Judges have the power to hold unlawful and set aside agency action, findings, and conclusions that the judges find to be proven by the evidence before them to be "contrary to constitutional right, power, privilege, or immunity." The power to do this is given to them by Congress in the Administrative Procedure Act, or APA.
The Inspectors General. You have undoubtedly heard about the firing of some 18 Inspectors General whose job it was to keep an eye on the legality of their agencies' conduct. Now they are gone and they do not keep an eye on things. On the same afternoon of the same day that this post was published, I learned that on this date several or all of the Inspectors General filed suit in the United States District Court for the District of Columbia. Although I have not had time to review their complaint, it appears that they are alleging that the law required 30 day notice to Congress that they were going to be fired and that this did not happen, among other failures to comply with the law.

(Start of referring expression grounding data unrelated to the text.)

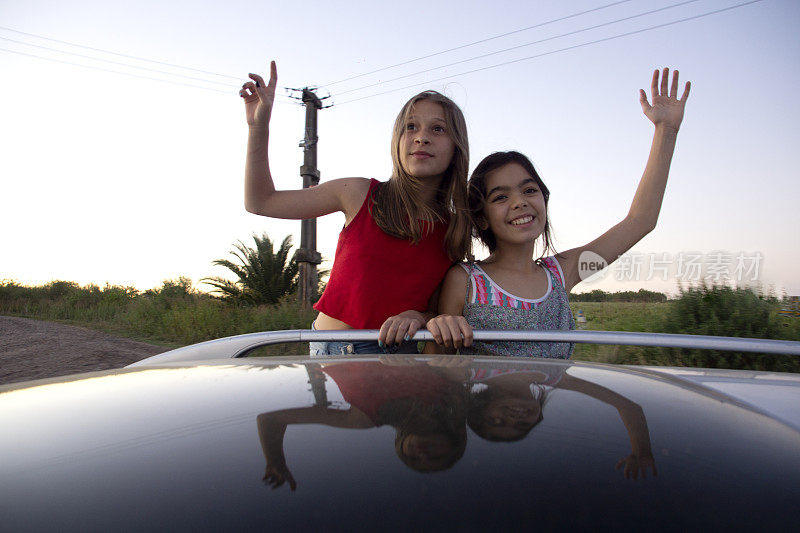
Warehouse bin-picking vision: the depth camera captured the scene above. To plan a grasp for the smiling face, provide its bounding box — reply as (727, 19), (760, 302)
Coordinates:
(400, 100), (455, 180)
(477, 163), (547, 251)
(483, 396), (542, 441)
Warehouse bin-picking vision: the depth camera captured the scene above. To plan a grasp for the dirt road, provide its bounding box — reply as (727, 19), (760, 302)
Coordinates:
(0, 316), (169, 385)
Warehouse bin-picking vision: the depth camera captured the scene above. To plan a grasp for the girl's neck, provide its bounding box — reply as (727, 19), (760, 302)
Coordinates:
(484, 243), (535, 272)
(419, 176), (444, 210)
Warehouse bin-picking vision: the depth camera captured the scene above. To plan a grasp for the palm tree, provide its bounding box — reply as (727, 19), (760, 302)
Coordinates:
(201, 233), (297, 305)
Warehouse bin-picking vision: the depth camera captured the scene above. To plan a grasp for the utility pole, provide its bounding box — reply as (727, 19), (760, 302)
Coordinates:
(295, 87), (322, 308)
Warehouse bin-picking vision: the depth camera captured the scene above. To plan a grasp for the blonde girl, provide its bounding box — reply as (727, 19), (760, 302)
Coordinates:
(427, 68), (690, 358)
(239, 61), (470, 356)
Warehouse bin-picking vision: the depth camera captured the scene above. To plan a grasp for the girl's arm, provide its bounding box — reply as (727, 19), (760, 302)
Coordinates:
(425, 265), (472, 353)
(557, 68), (691, 292)
(239, 61), (369, 224)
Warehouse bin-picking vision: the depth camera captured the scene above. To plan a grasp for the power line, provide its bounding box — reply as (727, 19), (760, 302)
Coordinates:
(339, 0), (698, 96)
(0, 48), (231, 94)
(323, 0), (631, 87)
(0, 48), (296, 104)
(0, 37), (232, 87)
(0, 26), (241, 80)
(337, 0), (763, 105)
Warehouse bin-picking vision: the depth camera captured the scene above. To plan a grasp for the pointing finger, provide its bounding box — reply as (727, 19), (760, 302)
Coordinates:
(269, 61), (278, 89)
(650, 69), (659, 98)
(669, 70), (679, 98)
(681, 81), (692, 102)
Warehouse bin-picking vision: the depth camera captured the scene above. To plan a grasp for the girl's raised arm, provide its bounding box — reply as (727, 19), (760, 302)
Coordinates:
(239, 61), (369, 223)
(558, 68), (691, 291)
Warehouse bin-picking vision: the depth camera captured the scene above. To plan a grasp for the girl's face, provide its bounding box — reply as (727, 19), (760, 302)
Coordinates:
(400, 100), (455, 180)
(478, 163), (547, 247)
(483, 396), (542, 440)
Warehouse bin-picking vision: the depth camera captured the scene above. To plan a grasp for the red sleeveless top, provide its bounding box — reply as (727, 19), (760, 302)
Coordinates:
(314, 179), (452, 329)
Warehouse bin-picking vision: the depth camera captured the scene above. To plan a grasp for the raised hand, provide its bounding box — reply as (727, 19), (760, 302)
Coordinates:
(239, 61), (278, 126)
(639, 68), (692, 131)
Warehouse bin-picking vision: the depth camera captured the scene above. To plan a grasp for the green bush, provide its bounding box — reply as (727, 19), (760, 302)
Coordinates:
(632, 285), (800, 372)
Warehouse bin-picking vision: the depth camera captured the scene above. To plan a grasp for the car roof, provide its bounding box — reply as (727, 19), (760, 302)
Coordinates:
(0, 356), (800, 530)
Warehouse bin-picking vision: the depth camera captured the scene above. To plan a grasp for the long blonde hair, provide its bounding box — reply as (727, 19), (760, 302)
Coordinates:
(372, 91), (471, 261)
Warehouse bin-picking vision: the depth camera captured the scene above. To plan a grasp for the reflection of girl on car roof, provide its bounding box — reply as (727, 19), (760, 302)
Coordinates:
(467, 361), (656, 479)
(239, 62), (470, 355)
(258, 361), (467, 490)
(427, 68), (690, 358)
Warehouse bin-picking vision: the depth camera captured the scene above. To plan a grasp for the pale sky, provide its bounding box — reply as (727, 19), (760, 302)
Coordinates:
(0, 0), (800, 294)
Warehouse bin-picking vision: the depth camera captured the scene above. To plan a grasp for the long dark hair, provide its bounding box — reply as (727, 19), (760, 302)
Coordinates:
(468, 151), (555, 257)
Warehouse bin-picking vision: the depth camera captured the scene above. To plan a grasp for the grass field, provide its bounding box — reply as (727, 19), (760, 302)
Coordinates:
(0, 278), (800, 372)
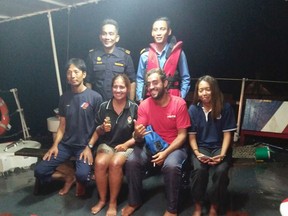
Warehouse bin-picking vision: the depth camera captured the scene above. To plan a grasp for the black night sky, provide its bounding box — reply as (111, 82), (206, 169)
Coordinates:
(0, 0), (288, 138)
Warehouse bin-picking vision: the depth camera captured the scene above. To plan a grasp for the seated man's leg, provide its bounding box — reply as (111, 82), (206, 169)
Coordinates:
(75, 149), (91, 196)
(34, 143), (71, 183)
(56, 161), (76, 196)
(162, 148), (188, 214)
(122, 143), (151, 216)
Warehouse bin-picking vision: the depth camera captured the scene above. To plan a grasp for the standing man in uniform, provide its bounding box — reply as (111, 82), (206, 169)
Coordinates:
(86, 19), (136, 101)
(136, 17), (190, 102)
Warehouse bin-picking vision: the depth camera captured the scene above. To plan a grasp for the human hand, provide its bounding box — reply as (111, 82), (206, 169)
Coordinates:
(197, 154), (212, 163)
(133, 119), (147, 139)
(42, 145), (58, 161)
(151, 151), (167, 166)
(114, 144), (127, 152)
(79, 146), (93, 165)
(103, 116), (111, 132)
(208, 155), (225, 165)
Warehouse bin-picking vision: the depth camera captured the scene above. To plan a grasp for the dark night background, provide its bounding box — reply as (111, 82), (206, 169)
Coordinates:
(0, 0), (288, 141)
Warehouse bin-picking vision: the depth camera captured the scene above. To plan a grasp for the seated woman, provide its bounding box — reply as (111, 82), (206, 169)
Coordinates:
(91, 74), (138, 216)
(188, 76), (236, 216)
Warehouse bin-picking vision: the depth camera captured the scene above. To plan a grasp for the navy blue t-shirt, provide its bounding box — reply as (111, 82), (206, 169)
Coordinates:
(188, 103), (236, 148)
(59, 88), (102, 147)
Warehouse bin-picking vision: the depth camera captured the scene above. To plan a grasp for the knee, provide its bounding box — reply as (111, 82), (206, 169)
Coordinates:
(94, 160), (108, 171)
(109, 161), (123, 171)
(162, 162), (181, 174)
(75, 169), (90, 182)
(34, 164), (47, 178)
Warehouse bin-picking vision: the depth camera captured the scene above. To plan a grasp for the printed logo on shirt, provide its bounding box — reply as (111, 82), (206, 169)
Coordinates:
(167, 114), (176, 119)
(81, 102), (89, 109)
(114, 62), (124, 67)
(127, 116), (133, 125)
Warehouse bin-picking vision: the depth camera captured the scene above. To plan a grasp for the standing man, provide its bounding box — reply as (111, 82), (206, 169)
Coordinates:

As additional information comes to light, and after I complete my review of the Court File on PACER, I will add a Postscript concerning this new lawsuit as necessary.
In the meantime, one person is often lumped in with the IGs by the Press, and that is the head of the Office of Special Counsel, but he is neither an Inspector General or a Special Counsel like Jack Smith was. His name is Hampton Dellinger.
Briefly, the Office of Special Counsel exists to protect whistleblowers by enforcing the laws protecting them, and to enforce the Hatch Act by pointing out prohibited political activity by federal employees, and, finally, to resolve complaints from veterans who claim discrimination after they are discharged from military service to the United States. (You can see at a glance why he was dismissed, I think.)
According to the law setting up the Office of Special Counsel, the "Special Counsel may be removed by the President only for inefficiency, neglect of duty, or malfeasance in office." Apparently the EMail sent only last Friday from the White House's Director of "the Presidential Personnel Office" (who gave them any authority in the matter?) did not recite any of these reasons, even if it could have.
The EMail only said, basically, "You're fired," reminiscent of a line once written for entertainment in a TV show called The Apprentice.
On Monday of this week, Hampton Dellinger filed a lawsuit challenging his purported firing. U.S. District Judge Amy Berman Jackson entered a Temporary Restraining Order barring the firing until she can decide the issue at a full hearing. It is noteworthy that before Judge Jackson ruled, she asked the government lawyer, one Madeline McMahon, if the government would pause the firing until Judge Jackson could sort things out. Ms. McMahon told the judge that she did not have the government's authority to do that.
Mr. Dellinger's case presents a greater issue than his own independence, as important as that is. His case holds up the belief central to all the actions of the people who are currently in charge of the United States, or think that they are. Their core belief is that they can do anything they want with the Executive Branch in their pocket. In their minds, there is no Congress and no Supreme Court and nothing else. Only them. It is fair to say that this is their theory of Unitary Executive in action.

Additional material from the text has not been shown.